Fraktionssitzung zum Gesundheitskompromiss
SPD-Abgeordnete wollen Luft ablassen

In der Sondersitzung der SPD-Bundestagsfraktion an diesem Dienstag wollen mehrere Abgeordnete ihrem Unmut über die geplante Gesundheitsreform Luft machen. Sie bestehen auf Korrekturen an dem mit der Union gefundenen Kompromiss. Zwei Parlamentarier drohten damit, ihn im Bundestag abzulehnen.

HB/dpa BERLIN. Fraktionsvize Michael Müller sprach in der Zeitung „Die Welt“ (Dienstag) von einer „Reihe kritischer Punkte“, die geklärt werden müssten.

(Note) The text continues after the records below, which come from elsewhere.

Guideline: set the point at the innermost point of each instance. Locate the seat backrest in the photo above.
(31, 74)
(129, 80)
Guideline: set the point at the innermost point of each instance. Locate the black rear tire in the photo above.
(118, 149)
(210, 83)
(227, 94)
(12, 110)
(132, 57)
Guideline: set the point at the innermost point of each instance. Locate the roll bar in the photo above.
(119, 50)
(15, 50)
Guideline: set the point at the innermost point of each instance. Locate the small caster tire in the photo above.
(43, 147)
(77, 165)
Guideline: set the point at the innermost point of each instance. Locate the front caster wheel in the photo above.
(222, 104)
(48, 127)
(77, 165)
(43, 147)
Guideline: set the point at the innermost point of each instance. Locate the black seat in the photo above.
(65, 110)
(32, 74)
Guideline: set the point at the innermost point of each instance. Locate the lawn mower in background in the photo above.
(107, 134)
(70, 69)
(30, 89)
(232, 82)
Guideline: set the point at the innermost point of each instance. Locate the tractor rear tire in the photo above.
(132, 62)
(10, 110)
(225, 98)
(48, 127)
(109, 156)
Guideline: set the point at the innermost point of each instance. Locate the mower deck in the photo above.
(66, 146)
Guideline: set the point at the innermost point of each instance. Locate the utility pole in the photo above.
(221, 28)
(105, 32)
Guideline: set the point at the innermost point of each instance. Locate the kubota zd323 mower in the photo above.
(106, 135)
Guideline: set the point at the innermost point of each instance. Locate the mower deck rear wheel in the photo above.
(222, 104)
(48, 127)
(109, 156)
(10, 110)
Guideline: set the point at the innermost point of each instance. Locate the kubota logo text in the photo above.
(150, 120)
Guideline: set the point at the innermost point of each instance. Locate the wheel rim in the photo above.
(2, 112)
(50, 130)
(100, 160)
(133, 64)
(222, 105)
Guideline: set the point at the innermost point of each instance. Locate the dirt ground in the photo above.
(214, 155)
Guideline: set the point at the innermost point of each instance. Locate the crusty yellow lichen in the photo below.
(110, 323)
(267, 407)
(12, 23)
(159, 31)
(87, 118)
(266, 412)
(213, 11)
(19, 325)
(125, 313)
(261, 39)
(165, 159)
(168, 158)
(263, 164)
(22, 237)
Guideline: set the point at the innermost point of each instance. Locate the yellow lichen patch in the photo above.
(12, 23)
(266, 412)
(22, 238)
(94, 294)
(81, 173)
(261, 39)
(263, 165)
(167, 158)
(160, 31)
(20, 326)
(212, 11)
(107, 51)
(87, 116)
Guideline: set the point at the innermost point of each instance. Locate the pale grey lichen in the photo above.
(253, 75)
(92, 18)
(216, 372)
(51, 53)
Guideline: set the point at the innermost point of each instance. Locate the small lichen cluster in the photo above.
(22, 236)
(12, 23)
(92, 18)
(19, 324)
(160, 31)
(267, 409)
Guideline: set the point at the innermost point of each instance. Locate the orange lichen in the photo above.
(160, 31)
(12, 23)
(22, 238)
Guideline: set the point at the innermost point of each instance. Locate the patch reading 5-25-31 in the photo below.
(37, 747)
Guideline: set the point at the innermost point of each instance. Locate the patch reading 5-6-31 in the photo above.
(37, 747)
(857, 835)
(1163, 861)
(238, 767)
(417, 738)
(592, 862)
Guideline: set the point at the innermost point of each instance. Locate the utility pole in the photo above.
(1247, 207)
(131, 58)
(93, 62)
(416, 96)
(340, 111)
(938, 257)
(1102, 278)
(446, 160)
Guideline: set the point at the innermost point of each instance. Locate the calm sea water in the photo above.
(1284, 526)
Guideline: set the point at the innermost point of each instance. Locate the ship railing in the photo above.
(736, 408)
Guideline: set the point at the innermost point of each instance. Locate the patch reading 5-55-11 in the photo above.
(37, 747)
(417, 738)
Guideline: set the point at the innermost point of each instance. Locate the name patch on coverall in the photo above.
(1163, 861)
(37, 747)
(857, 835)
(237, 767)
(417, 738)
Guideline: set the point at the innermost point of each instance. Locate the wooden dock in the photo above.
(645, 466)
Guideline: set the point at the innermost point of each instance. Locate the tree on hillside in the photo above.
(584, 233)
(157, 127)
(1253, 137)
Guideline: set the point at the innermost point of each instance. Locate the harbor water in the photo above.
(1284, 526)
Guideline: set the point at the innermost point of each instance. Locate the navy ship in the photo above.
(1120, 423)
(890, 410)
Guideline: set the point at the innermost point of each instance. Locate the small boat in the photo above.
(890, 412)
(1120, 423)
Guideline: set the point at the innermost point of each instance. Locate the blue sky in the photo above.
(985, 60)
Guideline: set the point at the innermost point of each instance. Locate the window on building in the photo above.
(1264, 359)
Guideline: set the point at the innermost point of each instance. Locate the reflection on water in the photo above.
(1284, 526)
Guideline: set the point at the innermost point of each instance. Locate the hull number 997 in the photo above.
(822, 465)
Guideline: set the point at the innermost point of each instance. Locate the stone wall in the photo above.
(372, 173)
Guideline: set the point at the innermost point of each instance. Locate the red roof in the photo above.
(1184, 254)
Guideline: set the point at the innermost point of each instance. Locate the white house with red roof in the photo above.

Der SPD-Gesundheitspolitiker Horst Schmidbauer kritisierte, die Vereinbarungen von SPD, Grünen und Union gingen voll zu Lasten der Patienten und Versicherten. Die Verhandlungsführer von Rot-Grün hätten sich nicht mit entsprechendem Nachdruck für mehr Effizienz im Gesundheitswesen eingesetzt, sagte Schmidbauer der Chemnitzer „Freien Presse“ (Dienstag). Er bezeichnete es als ein Unding, dass die Positivliste für Medikamente auf Druck der Union wieder aus dem Gesetzentwurf gestrichen worden sei. Ohne Änderungen in einzelnen Punkten werde er den Entwurf als Ganzes ablehnen.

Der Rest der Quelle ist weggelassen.